How is Oracle technology helping CROs enable pharma to get trials up and running?

By Liza Laws

- Last updated on GMT

© Getty Images
© Getty Images
Michael Fronstin, global head of client partnership and commercialization at the company said the combination of Oracle’s life sciences expertise and platform technology help CROs win more business and run trials more efficiently.

OSP spoke to Frontsin about why the CROs are under greater pressure to deliver measurable results quickly at lower costs.  He said the company's growth initiative enables CROs to evaluate the power of Oracle technology with their potential sponsors. As part of the CRO Growth Initiative, many CRO professionals have also taken advantage of the program’s accelerator that provides go-to-market benefits, technical enablers, and incentives that empower CROs to plan, execute, measure, and reward success in delivering expert services to their end customers. 

OSP: Why are multiple data sources (clinical, real-world, genetic) critical in clinical research?

MF:​ Combining clinical research with real-world data provides deeper insights into the natural history of diseases and the performance of healthcare interventions in medical settings. Real-world data (RWD) sources are pivotal in enhancing clinical trial execution, generating drug safety and efficacy evidence, and drug reimbursement strategies. The ability to have access to multiple sources of RWD is critical from the point of care to trials and beyond. RWD enables providers and researchers to follow patients over the long term to learn and make discoveries. Trials and “research” should not end with drug approval.

While it can be difficult for trial administrators and doctors to manage multiple sources of data, technology can address this challenge by aggregating data from any source for data processing activities, such as data review and cleansing, reconciliation, discrepancy management, and provisioning it in various formats to support analysis and reporting.

OSP: What steps can sponsors take to expand access to clinical trials, especially for patients who do not have access to major research and health centers. How can technology help this process?

MF: ​The Achilles heel of clinical trials has been access and awareness. The industry has been looking for ways to break through several barriers that have inhibited inclusivity. For example, sites may be more likely to contact their existing patient pool, which may not represent a diverse population. This also includes not adapting their recruitment process to suit diverse populations (e.g. involving families or community groups in the recruitment process).

However, technology is underpinning much of the change afoot. Processes like patient matching are enabled by advanced algorithms and data analytics based on medical records. There is also potential to use data from other sources such as electronic health records (EHRs), lab results, imaging, etc. to connect patients to trials. For example, based on a patient’s genetic sequencing and the type of cancer they have, we could identify a specific trial for the patient. With technology and the ability to use matching within the clinical workflow, we can connect patient care and trials seamlessly.

Automation can help streamline processes from patient recruitment and enrollment to monitoring and reporting, which makes it easier for patients to participate. Many of these tasks are done remotely, as we saw during the pandemic when telehealth and remote monitoring exploded. By putting the patient first and aligning decisions with their needs and preferences, we can lower the bar for patient participation.

OSP: What impact can patients play in clinical trial design, enrollment, retention, and trial data. Why is it so critical to engage them from the start?

MF: ​Poorly designed trials often crumble when exposed to patient scrutiny and real-life pressures. For instance, a treatment demanding daily medical visits may succeed under ideal trial conditions, but if we apply the same constraints to patients who are balancing jobs, families, and comorbidities in the real world, often adherence drops to unsustainable levels. So, to optimize trial meaningfulness and success, researchers must engage with patients and caregivers as experts in their conditions through authentic conversations from the very beginning of trial design.

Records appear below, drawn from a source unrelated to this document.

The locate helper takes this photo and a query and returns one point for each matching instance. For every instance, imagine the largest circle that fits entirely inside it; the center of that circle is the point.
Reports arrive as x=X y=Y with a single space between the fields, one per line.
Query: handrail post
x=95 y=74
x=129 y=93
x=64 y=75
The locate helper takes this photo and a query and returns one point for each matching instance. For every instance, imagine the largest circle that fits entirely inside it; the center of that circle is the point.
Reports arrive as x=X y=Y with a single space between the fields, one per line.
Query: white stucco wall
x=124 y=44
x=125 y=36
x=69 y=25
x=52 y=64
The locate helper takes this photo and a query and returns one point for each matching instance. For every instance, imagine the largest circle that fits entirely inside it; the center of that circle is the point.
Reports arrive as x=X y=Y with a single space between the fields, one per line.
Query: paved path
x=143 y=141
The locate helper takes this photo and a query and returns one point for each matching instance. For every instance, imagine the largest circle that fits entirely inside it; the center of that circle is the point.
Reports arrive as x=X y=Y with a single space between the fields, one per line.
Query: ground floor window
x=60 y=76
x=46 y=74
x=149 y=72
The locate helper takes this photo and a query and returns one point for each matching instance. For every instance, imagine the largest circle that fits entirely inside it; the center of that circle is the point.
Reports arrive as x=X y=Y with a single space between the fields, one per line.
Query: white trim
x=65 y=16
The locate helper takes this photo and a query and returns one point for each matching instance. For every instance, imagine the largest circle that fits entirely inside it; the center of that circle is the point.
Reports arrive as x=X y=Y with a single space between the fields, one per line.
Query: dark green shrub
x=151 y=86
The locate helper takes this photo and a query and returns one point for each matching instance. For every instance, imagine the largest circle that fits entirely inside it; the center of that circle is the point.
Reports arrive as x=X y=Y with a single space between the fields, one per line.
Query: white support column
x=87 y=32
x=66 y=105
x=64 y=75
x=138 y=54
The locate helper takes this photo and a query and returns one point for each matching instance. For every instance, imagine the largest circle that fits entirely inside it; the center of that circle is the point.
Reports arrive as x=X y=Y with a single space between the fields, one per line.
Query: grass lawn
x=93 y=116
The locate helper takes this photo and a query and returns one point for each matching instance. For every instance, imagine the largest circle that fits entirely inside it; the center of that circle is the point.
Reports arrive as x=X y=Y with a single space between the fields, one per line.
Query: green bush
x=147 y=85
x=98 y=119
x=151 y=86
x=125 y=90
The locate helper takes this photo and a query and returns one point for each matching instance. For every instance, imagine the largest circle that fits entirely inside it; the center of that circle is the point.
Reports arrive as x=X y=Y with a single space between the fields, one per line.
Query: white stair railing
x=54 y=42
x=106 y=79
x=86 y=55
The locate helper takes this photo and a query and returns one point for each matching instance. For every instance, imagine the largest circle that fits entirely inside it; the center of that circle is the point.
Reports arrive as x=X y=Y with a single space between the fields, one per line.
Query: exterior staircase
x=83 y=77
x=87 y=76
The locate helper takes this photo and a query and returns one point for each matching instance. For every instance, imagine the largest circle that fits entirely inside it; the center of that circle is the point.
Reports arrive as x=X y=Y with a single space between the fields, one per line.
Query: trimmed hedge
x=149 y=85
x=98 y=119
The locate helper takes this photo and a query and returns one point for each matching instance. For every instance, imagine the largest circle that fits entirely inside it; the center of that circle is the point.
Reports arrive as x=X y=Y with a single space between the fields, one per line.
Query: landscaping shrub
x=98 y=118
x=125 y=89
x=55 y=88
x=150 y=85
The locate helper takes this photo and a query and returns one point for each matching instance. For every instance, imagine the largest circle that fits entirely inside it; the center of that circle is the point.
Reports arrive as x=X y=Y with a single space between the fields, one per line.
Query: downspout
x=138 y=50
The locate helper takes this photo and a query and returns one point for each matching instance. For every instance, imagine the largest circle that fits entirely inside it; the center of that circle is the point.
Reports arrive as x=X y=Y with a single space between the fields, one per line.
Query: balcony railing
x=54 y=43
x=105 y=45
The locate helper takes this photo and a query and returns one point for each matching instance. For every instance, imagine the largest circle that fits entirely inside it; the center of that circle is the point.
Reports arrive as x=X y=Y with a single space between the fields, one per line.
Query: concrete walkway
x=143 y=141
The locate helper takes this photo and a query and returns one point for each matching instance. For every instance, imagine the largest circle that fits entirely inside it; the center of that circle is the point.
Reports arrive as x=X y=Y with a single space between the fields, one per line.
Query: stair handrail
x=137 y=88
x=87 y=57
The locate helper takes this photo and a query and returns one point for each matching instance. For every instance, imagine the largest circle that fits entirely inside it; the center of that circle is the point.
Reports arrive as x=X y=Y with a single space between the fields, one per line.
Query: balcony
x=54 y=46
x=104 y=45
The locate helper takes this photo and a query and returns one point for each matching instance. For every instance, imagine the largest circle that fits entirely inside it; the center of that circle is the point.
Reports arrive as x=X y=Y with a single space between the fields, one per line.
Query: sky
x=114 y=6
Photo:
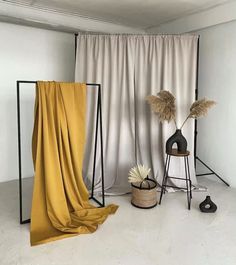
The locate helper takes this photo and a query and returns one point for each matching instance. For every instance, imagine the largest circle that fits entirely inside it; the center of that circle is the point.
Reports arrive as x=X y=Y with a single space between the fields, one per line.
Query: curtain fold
x=60 y=206
x=130 y=67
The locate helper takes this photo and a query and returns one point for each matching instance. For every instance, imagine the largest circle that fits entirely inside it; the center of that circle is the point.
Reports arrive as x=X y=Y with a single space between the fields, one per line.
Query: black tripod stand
x=196 y=158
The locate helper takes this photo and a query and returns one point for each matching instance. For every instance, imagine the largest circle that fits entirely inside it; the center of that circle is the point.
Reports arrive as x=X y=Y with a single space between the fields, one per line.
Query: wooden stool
x=174 y=152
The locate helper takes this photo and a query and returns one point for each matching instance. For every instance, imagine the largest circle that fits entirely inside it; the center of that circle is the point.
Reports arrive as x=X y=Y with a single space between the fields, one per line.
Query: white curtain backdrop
x=130 y=67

This engagement can be achieved through a comprehensive elicitation process that contextualizes the trial within the everyday lives of patients. One way to do this is to host meet-and-greets with the patients, where researchers are deeply immersed in the individual stories of a condition. Researchers may also benefit from self-completion exercises, where patients capture their personal condition timelines and explore techniques to express the conscious and unconscious manifestations of the condition.

It’s critical to engage patients throughout the clinical trial process, not just at the very beginning. That’s because patients and clinicians weigh treatment success and outcomes differently. Patients, who live the daily realities of their conditions, are better able to weigh and determine which outcomes matter most than traditional experts. To that end, patients must also be engaged in trial endpoints to capture how they feel during the trial. Experiences like the impact of the treatment on functional limitations, emotional well-being, and social function provide additional perspectives on the effectiveness of treatment.

OSP: What impact will AI on the future of clinical trials?

MF: ​AI, machine learning, and related technologies have the potential to transform the entire drug development life cycle. For example, AI is helping discover novel molecular structures and designs, forecast drug-target interactions, and accelerate in-silico drug discovery. These improvements can significantly reduce the time and cost of bringing new treatments to market. AI will also continue to play an important role in analyzing real-world evidence, which is crucial in risk assessment and understanding the effectiveness and safety of treatments in clinical settings, but it could also apply to clinical trial design.

In addition, AI can help make significant progress toward reducing the burden on providers, making it easier for providers to participate in trials at the point of care. Currently, providers must search for clinical trials for their patients, but through expanded interoperability of and access to data, they could obtain the information they need at the point of care.

AI can also impact the less glamorous but critical business of automating cumbersome, manual, and costly processes that still sit at the heart of the life sciences industry. This automation can alleviate many of the manual tasks that exist today, such as staff having to move data from the EHR to the electronic data capture (EDC), therefore enabling them to focus on other important tasks.

Example: Oracle Health Data Intelligence, an open, continuously learning platform to unify data from thousands of sources to create longitudinal patient records. Health Data Intelligence helps transform vast datasets into actionable insights, helps to bridge the gap between clinical research and care, and empowers stakeholders to make informed decisions across the entire healthcare continuum. 

Built-in analytics and discovery paradigms, like generative AI capabilities, can help identify trends, and patterns, and generate evidence that can aid in guiding clinical decisions. To date, more than 2,750 data connections have been made and 560M+ longitudinal records created. These metrics and data sources are growing rapidly each day.

OSP: What steps can sponsors and CROs take to maximize their investment in clinical trial technology?

Most importantly, the industry should focus on building automated cloud-based platforms and tools that provide a holistic 360-degree view of the patient, site performance, and overall view of the study. These systems help create a more flexible clinical trial model by reducing the importance of physical location. This eases the patient burden and makes it easier to build a diverse pool of clinical trial candidates from nearly anywhere.

These platforms also offer doctors a more comprehensive, instant view of patient care by connecting external and internal patient data through the cloud. Data that may have taken months to collect can now be accessed in just seconds. With such precise data and analysis, providers can provide increasingly personalized care plans for their patients. Oracle is uniquely positioned to address this because we have the full spectrum from clinical trial software to the electronic medical record (EMR).

OSP: What are some of the key challenges you are hearing from your pharma customers?

MF:​ CROs and pharmaceutical companies are under greater pressure to deliver measurable results quickly, safely, and at lower costs. They are seeking an integrated platform, fair pricing, and overall expertise. They are looking for experienced technology partners that can deliver integrated high-quality data management platforms that provide comprehensive insights that meet their needs and exceed their expectations.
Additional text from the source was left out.